Shogun 2, Civ 5, Starcraft II says hello


----------



## Easy Rhino (Apr 4, 2011)

Fourstaff said:


> Shogun 2, Civ 5, Starcraft II says hello



you dont need this new cpu to play any of those games.


----------



## Fourstaff (Apr 4, 2011)

Easy Rhino said:


> you dont need this new cpu to play any of those games.



Since when did TPU care about need?


----------



## Easy Rhino (Apr 4, 2011)

Fourstaff said:


> Since when did TPU care about need?



im not going to get into a debate about what people need. im talking about what games require in order to play them. and they do not require this kind of horsepower. a fast dual core with a $200 gpu work just fine for almost all of the games out there these days. the hardware is far out-pacing software. we have seen this trend in the past couple of years with games being the best indicator.


----------



## erocker (Apr 4, 2011)

Fourstaff said:


> Since when did TPU care about need?



Since when are we all one collective mind?


----------



## mlee49 (Apr 4, 2011)

Audios X58 platform, you'll still be strong throughout 2011 and probably hang around for another year or two.

My 970 will keep me going through 2012 and probably give me some funds to begin another build then.

Wonder if the new chips will use some of the new technologies SB acquired(ie Intel AVX: 
http://software.intel.com/en-us/avx/


----------



## Fourstaff (Apr 4, 2011)

erocker said:


> Since when are we all one collective mind?



I think we are getting a bit off topic here, but the gist is that I think there will be games which can potentially benefit from the 995x to counter Easy's sarcasm, and somehow it morphed to this. Still, a lot of TPU users have rigs more powerful than they need, hence the over generalisation.


----------



## btarunr (Apr 4, 2011)

Easy Rhino said:


> ooo look! a shiny new CPU to play all your console ports on



Or chase benchmark records on.


----------



## Undead46 (Apr 4, 2011)

Anybody else notice that ridiculous VCore in that image?


----------



## Taskforce (Apr 4, 2011)

Easy Rhino said:


> im not going to get into a debate about what people need. im talking about what games require in order to play them. and they do not require this kind of horsepower. a fast dual core with a $200 gpu work just fine for almost all of the games out there these days. the hardware is far out-pacing software. we have seen this trend in the past couple of years with games being the best indicator.

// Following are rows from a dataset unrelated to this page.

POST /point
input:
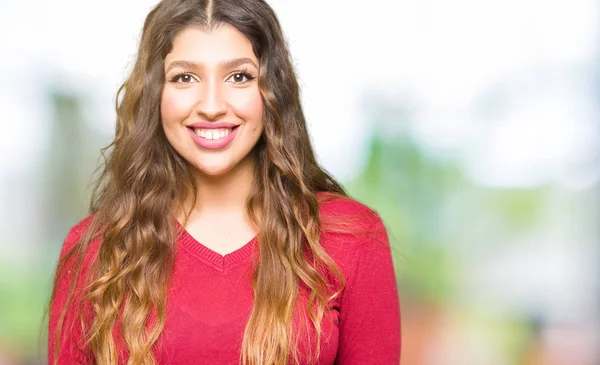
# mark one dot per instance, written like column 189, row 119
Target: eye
column 241, row 77
column 183, row 78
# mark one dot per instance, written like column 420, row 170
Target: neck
column 226, row 193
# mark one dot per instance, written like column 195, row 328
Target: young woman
column 214, row 235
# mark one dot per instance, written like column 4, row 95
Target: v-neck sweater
column 210, row 298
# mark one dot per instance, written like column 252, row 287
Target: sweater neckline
column 213, row 258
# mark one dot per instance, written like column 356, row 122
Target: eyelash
column 244, row 73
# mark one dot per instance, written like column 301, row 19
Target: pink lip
column 213, row 144
column 212, row 125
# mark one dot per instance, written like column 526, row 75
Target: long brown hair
column 144, row 180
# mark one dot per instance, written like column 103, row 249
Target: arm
column 71, row 350
column 369, row 310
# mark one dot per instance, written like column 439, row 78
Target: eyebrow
column 224, row 64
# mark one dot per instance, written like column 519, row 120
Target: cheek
column 175, row 107
column 249, row 106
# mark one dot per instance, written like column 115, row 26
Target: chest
column 207, row 312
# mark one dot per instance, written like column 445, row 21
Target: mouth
column 213, row 133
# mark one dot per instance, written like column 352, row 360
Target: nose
column 211, row 103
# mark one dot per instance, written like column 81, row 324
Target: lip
column 213, row 144
column 212, row 125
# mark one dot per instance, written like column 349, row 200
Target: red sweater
column 210, row 299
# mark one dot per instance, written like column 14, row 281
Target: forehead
column 209, row 48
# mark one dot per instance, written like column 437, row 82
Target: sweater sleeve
column 71, row 350
column 369, row 309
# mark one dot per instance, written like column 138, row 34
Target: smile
column 213, row 133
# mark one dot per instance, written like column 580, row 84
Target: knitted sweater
column 210, row 298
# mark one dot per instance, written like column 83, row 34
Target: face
column 211, row 107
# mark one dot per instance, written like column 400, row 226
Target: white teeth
column 212, row 133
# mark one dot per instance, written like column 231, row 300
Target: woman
column 214, row 235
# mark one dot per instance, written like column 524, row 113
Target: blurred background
column 471, row 126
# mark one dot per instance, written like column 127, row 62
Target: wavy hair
column 144, row 180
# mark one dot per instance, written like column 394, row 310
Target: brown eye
column 183, row 78
column 241, row 77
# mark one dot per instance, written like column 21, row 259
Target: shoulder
column 350, row 228
column 342, row 211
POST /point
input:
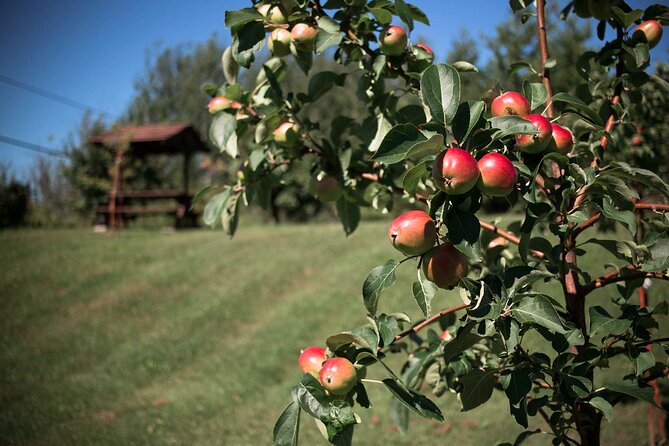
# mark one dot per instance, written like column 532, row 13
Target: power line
column 48, row 94
column 31, row 146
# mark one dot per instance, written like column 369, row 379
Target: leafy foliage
column 413, row 110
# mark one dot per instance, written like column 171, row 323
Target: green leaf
column 349, row 214
column 477, row 388
column 535, row 92
column 659, row 256
column 625, row 217
column 403, row 11
column 235, row 19
column 230, row 214
column 383, row 126
column 287, row 427
column 214, row 208
column 329, row 34
column 465, row 67
column 643, row 176
column 601, row 322
column 413, row 176
column 310, row 396
column 440, row 91
column 466, row 118
column 603, row 406
column 379, row 279
column 222, row 133
column 413, row 400
column 516, row 384
column 640, row 393
column 512, row 125
column 538, row 310
column 249, row 39
column 322, row 82
column 404, row 141
column 230, row 66
column 423, row 291
column 580, row 106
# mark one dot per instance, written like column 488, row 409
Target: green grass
column 190, row 338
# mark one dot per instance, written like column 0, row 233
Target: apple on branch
column 413, row 233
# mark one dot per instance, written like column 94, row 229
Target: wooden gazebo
column 141, row 141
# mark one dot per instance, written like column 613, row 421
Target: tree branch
column 543, row 47
column 619, row 275
column 508, row 236
column 419, row 326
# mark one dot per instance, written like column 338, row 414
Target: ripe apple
column 497, row 241
column 649, row 31
column 304, row 36
column 422, row 57
column 510, row 103
column 263, row 10
column 538, row 142
column 218, row 104
column 279, row 42
column 601, row 9
column 562, row 140
column 413, row 233
column 393, row 41
column 498, row 175
column 311, row 360
column 445, row 265
column 276, row 15
column 338, row 376
column 328, row 189
column 286, row 134
column 455, row 171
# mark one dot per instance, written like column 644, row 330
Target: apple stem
column 375, row 381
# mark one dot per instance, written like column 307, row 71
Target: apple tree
column 552, row 155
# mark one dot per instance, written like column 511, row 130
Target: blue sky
column 91, row 51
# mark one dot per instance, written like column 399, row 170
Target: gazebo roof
column 154, row 138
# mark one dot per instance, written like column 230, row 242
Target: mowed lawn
column 191, row 338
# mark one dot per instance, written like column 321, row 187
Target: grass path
column 191, row 338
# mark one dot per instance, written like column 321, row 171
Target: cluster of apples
column 551, row 136
column 456, row 172
column 302, row 35
column 337, row 375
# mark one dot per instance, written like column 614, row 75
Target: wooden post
column 115, row 188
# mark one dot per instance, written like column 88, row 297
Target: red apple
column 286, row 134
column 649, row 31
column 562, row 140
column 338, row 376
column 304, row 36
column 455, row 171
column 497, row 241
column 413, row 233
column 510, row 103
column 279, row 42
column 445, row 335
column 276, row 15
column 498, row 175
column 311, row 360
column 328, row 189
column 393, row 41
column 538, row 142
column 445, row 265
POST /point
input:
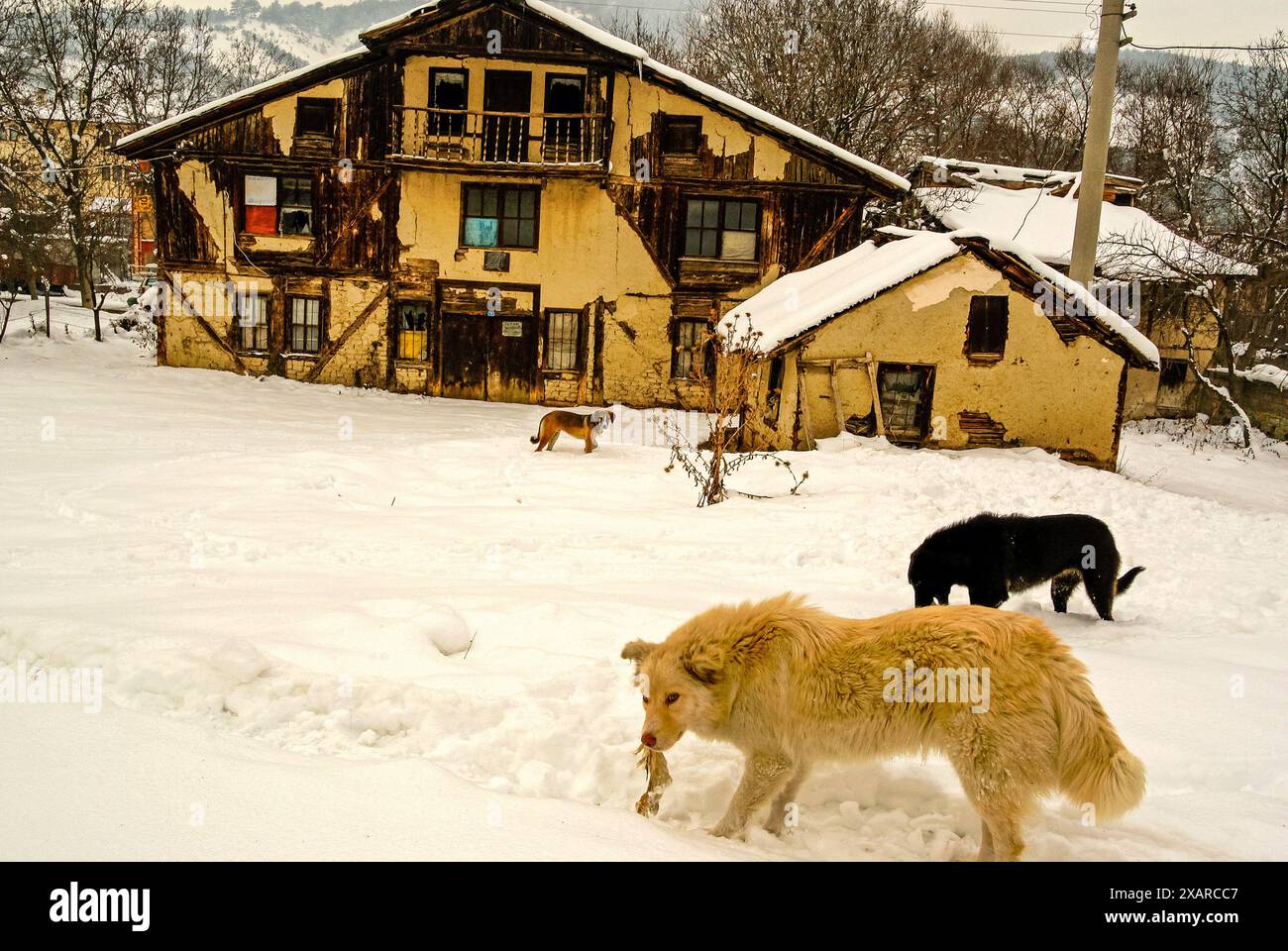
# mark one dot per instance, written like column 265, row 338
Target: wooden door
column 511, row 359
column 464, row 361
column 505, row 137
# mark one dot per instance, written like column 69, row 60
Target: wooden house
column 488, row 198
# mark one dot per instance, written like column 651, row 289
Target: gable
column 492, row 27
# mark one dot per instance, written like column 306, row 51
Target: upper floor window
column 449, row 95
column 986, row 330
column 250, row 318
column 500, row 217
column 316, row 118
column 681, row 134
column 722, row 228
column 277, row 205
column 413, row 330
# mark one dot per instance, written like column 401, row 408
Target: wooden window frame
column 1168, row 364
column 277, row 218
column 428, row 303
column 579, row 355
column 288, row 325
column 313, row 102
column 465, row 89
column 722, row 201
column 677, row 121
column 500, row 201
column 266, row 308
column 979, row 338
column 704, row 347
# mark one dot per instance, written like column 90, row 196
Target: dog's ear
column 638, row 651
column 704, row 663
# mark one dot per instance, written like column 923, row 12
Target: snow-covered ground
column 257, row 568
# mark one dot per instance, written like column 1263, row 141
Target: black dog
column 997, row 556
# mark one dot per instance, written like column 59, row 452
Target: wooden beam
column 330, row 351
column 214, row 334
column 836, row 398
column 829, row 235
column 876, row 393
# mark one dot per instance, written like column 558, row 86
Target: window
column 691, row 356
column 1172, row 372
column 304, row 334
column 681, row 134
column 500, row 217
column 562, row 339
column 259, row 205
column 250, row 321
column 296, row 205
column 720, row 228
column 986, row 331
column 413, row 330
column 314, row 118
column 449, row 89
column 562, row 131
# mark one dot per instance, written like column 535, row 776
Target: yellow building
column 487, row 200
column 944, row 341
column 1145, row 270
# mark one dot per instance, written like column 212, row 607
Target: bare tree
column 56, row 62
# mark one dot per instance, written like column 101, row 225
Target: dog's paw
column 726, row 830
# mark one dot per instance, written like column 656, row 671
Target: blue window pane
column 482, row 232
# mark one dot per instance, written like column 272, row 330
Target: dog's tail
column 1094, row 766
column 1125, row 581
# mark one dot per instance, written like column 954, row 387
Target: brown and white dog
column 790, row 685
column 583, row 425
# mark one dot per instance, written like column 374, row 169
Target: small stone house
column 948, row 341
column 1140, row 262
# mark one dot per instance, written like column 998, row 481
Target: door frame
column 537, row 389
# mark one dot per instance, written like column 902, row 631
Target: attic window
column 986, row 330
column 314, row 118
column 681, row 134
column 1172, row 372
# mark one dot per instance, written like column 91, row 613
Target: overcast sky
column 1158, row 22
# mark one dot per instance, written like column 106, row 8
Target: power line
column 1244, row 50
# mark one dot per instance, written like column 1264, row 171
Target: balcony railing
column 500, row 138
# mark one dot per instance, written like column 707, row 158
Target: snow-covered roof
column 1018, row 174
column 806, row 299
column 245, row 94
column 1132, row 244
column 595, row 35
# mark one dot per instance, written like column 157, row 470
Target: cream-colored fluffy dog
column 789, row 685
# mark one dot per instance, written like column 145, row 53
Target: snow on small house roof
column 1132, row 244
column 806, row 299
column 992, row 171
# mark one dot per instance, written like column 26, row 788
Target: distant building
column 944, row 342
column 1037, row 209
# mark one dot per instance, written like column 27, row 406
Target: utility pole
column 1095, row 151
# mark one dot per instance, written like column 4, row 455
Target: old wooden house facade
column 490, row 200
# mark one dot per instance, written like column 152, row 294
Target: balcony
column 498, row 138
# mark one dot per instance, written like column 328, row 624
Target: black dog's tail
column 1125, row 581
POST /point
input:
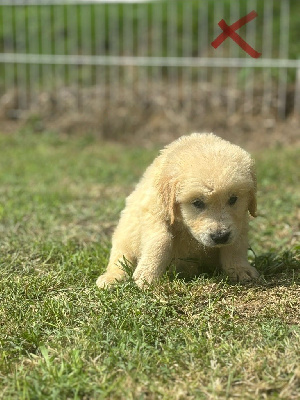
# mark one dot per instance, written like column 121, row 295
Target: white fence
column 147, row 47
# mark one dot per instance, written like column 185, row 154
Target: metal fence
column 148, row 48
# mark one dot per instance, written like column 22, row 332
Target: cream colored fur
column 191, row 204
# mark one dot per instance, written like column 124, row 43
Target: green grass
column 62, row 338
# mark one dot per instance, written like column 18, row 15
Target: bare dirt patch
column 157, row 115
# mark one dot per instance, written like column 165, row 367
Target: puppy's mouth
column 216, row 239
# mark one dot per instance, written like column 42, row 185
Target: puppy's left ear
column 167, row 191
column 252, row 206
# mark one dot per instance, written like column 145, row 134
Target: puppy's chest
column 186, row 247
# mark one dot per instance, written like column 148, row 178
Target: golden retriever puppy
column 190, row 208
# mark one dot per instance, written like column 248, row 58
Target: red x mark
column 230, row 31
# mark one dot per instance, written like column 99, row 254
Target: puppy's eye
column 232, row 200
column 199, row 204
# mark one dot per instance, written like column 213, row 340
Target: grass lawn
column 62, row 338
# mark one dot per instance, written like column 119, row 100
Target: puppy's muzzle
column 220, row 237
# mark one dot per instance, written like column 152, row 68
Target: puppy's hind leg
column 116, row 271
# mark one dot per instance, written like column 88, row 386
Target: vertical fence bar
column 142, row 47
column 45, row 44
column 99, row 21
column 217, row 71
column 187, row 39
column 128, row 47
column 283, row 53
column 114, row 45
column 172, row 41
column 250, row 38
column 20, row 39
column 233, row 52
column 297, row 91
column 157, row 42
column 203, row 45
column 8, row 70
column 267, row 52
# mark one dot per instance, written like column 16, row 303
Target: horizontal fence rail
column 146, row 47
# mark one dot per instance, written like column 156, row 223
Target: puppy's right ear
column 167, row 191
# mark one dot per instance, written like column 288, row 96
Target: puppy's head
column 209, row 186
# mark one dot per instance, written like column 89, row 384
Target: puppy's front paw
column 106, row 280
column 142, row 278
column 242, row 273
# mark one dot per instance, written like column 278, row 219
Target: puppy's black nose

+1 games were the only thing pushing people to upgrade, and right now software looks really dated, lazy ass developers blame piratcy, but steam sales prove them wrong, consoles are holding us back though, wouldn't jump on a new platform until next gen consoles arrive, which will probably be Q4 2012, by then i can bet we'll see faster processor than 2011 along with GPUs.


----------



## Easy Rhino (Apr 4, 2011)

btarunr said:


> Or chase benchmark records on.



im not knocking people for overclocking and benching and buying hardware they don't need to play games with. ive always advocated for people doing whatever the hell they want with their time. but we continue to see hardware manufacturers release more powerful chips that desktop users have no real world use for yet.


----------



## Enmity (Apr 4, 2011)

Newfellow, are you twl from guru3d? 
Anyway, x58 has been great with its tweakability and downright brute force but its time to move on and hopefully improve with the new socket and chipset


----------



## DailymotionGamer (Apr 4, 2011)

_JP_ said:


> In this economy, this is almost insulting. But I'm sure someone will buy it, even being for an EOL socket.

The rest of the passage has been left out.